Prescindamos aquí de la definición de la Renta Básica Universal (RBU) y sus principios, que l@s lector@s ya conocen, o deben conocer (http://www.redrentabasica.org/rb/), y pasemos directamente a la diferencia fundamental de la propuesta con todos los subsidios, rentas mínimas y condicionadas, ayudas y pensiones: la RBU es un derecho incondicional que el sujeto adquiere en […]
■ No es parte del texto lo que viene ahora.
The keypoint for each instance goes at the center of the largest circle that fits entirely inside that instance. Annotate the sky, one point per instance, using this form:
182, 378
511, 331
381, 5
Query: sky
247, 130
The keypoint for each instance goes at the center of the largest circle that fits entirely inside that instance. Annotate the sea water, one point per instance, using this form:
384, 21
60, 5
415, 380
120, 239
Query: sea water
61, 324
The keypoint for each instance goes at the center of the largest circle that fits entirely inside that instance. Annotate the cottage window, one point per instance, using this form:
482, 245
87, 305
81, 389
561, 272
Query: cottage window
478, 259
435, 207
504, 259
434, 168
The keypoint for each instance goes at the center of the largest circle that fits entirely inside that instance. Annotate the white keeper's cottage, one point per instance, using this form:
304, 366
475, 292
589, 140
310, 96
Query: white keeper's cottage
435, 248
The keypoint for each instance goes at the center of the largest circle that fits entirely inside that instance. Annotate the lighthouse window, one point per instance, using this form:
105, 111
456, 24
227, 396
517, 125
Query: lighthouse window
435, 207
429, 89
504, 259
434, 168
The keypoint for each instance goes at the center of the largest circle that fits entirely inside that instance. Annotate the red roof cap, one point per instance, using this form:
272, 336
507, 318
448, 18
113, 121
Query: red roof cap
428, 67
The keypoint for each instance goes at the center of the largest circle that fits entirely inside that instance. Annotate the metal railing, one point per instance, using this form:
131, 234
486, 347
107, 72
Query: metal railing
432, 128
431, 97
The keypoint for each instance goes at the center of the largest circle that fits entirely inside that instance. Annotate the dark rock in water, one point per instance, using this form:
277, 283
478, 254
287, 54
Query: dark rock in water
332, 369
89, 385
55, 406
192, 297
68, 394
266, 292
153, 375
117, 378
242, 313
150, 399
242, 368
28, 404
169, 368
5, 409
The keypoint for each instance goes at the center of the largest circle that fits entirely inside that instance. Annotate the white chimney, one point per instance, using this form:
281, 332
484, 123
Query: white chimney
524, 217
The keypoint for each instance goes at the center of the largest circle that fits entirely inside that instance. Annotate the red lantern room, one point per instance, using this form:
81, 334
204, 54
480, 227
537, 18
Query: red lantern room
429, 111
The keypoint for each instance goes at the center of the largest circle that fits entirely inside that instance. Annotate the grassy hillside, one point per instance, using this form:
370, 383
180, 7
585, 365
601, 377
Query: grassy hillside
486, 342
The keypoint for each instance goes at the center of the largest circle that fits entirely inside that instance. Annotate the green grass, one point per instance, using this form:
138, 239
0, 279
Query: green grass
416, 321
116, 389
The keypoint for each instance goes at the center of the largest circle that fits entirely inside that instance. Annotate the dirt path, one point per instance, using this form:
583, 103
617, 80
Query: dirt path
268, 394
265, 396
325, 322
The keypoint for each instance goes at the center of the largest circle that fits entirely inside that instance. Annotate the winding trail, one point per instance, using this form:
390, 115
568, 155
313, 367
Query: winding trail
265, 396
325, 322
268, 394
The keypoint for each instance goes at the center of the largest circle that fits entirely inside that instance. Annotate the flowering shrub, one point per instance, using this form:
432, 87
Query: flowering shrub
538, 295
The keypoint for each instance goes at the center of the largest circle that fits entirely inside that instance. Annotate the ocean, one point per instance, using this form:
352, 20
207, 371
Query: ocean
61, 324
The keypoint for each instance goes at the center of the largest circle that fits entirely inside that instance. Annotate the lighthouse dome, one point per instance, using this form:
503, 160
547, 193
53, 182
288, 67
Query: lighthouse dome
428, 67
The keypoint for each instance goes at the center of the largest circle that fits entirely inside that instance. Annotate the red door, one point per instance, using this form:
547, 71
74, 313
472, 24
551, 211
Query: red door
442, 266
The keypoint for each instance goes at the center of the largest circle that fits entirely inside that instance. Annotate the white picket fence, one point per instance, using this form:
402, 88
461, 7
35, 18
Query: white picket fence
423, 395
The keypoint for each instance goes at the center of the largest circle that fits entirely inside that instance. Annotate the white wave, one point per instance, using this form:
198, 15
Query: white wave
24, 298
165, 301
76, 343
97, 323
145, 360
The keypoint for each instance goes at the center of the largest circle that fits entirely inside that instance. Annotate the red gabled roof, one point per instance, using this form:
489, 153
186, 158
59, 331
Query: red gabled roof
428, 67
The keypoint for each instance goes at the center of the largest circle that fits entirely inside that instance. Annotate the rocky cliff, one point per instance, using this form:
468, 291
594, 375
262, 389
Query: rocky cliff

Prescindamos aquí de la definición de la Renta Básica Universal (RBU) y sus principios, que l@s lector@s ya conocen, o deben conocer (http://www.redrentabasica.org/rb/), y pasemos directamente a la diferencia fundamental de la propuesta con todos los subsidios, rentas mínimas y condicionadas, ayudas y pensiones: la RBU es un derecho incondicional que el sujeto adquiere en tanto ciudadan@ o residente, mientras que las otras medidas son concesiones públicas condicionadas a la situación laboral y patrimonial de l@s ciudadan@s. La diferencia es decisiva, pues mientras las otras medidas han sido concebidas y diseñadas para mantener a la ciudadanía sujeta a la necesidad de trabajar, la RBU pretende justamente liberarlos de esa necesidad para convertirla en una opción alternativa a la holganza. Digámoslo en otros términos: en un contexto más amplio de protección política a la igualdad en el acceso a los derechos fundamentales (educación, sanidad, vivienda, información, participación política y medio ambiente saludable), la implantación de la RBU crea las condiciones para que las personas puedan prescindir de venderse en los mercados de trabajo, o de obtener ganancia de la venta de mercancías, o de rentas, sin verse por ello abocadas a la indigencia, porque la comunidad política protegería esa libertad, por entenderla un valor superior.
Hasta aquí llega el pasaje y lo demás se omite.